3. Indien het niet of niet behoorlijk nakomen door de pensioengerechtigde […] van de verplichting, bedoeld in artikel 49, niet heeft geleid tot een benadelingsbedrag, legt de Sociale verzekeringsbank een bestuurlijke boete op van ten hoogste het bedrag van de tweede categorie, bedoeld in artikel 23, vierde lid, van het Wetboek van Strafrecht.
4. De Sociale verzekeringsbank kan afzien van het opleggen van een bestuurlijke boete en volstaan met het geven van een schriftelijke waarschuwing wegens het niet of niet behoorlijk nakomen van de verplichting, bedoeld in artikel 49, in situaties die bij algemene maatregel van bestuur worden bepaald, tenzij het niet of niet behoorlijk nakomen van de verplichting plaats vindt binnen een periode van twee jaar te rekenen vanaf de datum waarop eerder aan de pensioengerechtigde, zijn echtgenoot, of zijn wettelijke vertegenwoordiger, een zodanige waarschuwing is gegeven.
(…)
8. De Sociale verzekeringsbank kan afzien van het opleggen van een bestuurlijke boete indien daarvoor dringende redenen aanwezig zijn.
(…)
10. Bij algemene maatregel van bestuur worden nadere regels gesteld over de hoogte van de bestuurlijke boete.

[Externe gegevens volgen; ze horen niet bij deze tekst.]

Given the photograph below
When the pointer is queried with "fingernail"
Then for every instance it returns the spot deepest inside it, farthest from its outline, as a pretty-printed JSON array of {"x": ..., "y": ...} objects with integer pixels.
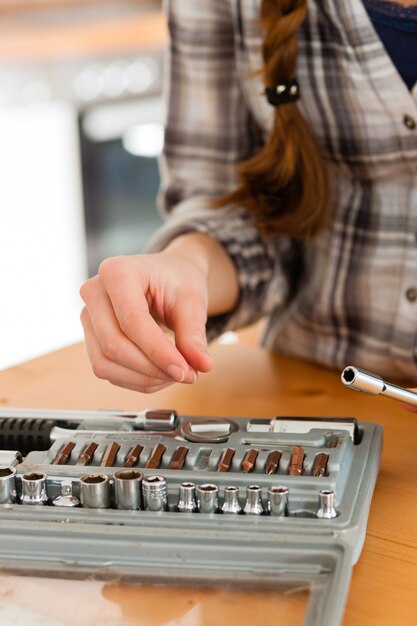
[
  {"x": 176, "y": 372},
  {"x": 191, "y": 378}
]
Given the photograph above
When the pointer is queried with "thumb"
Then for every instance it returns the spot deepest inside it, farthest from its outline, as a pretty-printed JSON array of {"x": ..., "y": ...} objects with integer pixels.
[{"x": 189, "y": 325}]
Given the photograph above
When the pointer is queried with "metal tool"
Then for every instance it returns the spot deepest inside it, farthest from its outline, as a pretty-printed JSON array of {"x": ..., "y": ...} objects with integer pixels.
[
  {"x": 155, "y": 460},
  {"x": 300, "y": 425},
  {"x": 110, "y": 454},
  {"x": 87, "y": 454},
  {"x": 320, "y": 465},
  {"x": 154, "y": 491},
  {"x": 66, "y": 497},
  {"x": 187, "y": 502},
  {"x": 133, "y": 456},
  {"x": 231, "y": 502},
  {"x": 278, "y": 501},
  {"x": 374, "y": 385},
  {"x": 34, "y": 488},
  {"x": 127, "y": 490},
  {"x": 94, "y": 491},
  {"x": 272, "y": 462},
  {"x": 253, "y": 505},
  {"x": 178, "y": 458},
  {"x": 225, "y": 462},
  {"x": 326, "y": 508},
  {"x": 207, "y": 498},
  {"x": 64, "y": 454},
  {"x": 249, "y": 461},
  {"x": 149, "y": 419},
  {"x": 7, "y": 485},
  {"x": 296, "y": 462}
]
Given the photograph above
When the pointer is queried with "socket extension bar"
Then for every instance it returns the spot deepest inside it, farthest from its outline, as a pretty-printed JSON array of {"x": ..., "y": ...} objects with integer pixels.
[{"x": 360, "y": 380}]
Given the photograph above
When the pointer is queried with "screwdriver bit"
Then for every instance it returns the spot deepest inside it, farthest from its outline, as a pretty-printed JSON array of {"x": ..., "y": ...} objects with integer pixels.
[
  {"x": 64, "y": 454},
  {"x": 249, "y": 461},
  {"x": 110, "y": 454},
  {"x": 320, "y": 465},
  {"x": 87, "y": 454},
  {"x": 155, "y": 459},
  {"x": 272, "y": 462},
  {"x": 178, "y": 458},
  {"x": 133, "y": 456},
  {"x": 225, "y": 462},
  {"x": 296, "y": 462}
]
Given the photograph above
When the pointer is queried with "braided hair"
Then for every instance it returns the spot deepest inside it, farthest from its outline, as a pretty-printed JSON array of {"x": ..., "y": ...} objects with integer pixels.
[{"x": 285, "y": 185}]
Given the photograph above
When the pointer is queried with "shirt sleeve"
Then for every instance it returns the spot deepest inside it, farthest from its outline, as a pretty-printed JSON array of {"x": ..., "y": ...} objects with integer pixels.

11. In afwijking van artikel 8:69 van de Algemene wet bestuursrecht kan de rechter in beroep of hoger beroep het bedrag waarop de bestuurlijke boete is vastgesteld ook ten nadele van de pensioengerechtigde, zijn echtgenoot, of zijn wettelijke vertegenwoordiger wijzigen.
Artikel 49 van de Algemene Ouderdomswet:
De pensioengerechtigde, zijn echtgenoot, alsmede zijn wettelijke vertegenwoordiger of de instelling waaraan ingevolge artikel 20 ouderdomspensioen wordt uitbetaald, zijn verplicht aan de Sociale verzekeringsbank op haar verzoek of onverwijld uit eigen beweging alle feiten en omstandigheden mee te delen, waarvan hun redelijkerwijs duidelijk moet zijn dat zij van invloed kunnen zijn op het recht op uitkering, de hoogte van de uitkering of op het bedrag van de uitkering, dat wordt betaald. De verplichting geldt niet indien die feiten en omstandigheden door de Sociale verzekeringsbank kunnen worden vastgesteld op grond van bij wettelijk voorschrift als authentiek aangemerkte gegevens of kunnen worden verkregen uit bij ministeriële regeling aan te wijzen administraties. Bij ministeriële regeling wordt bepaald voor welke gegevens de tweede zin van toepassing is.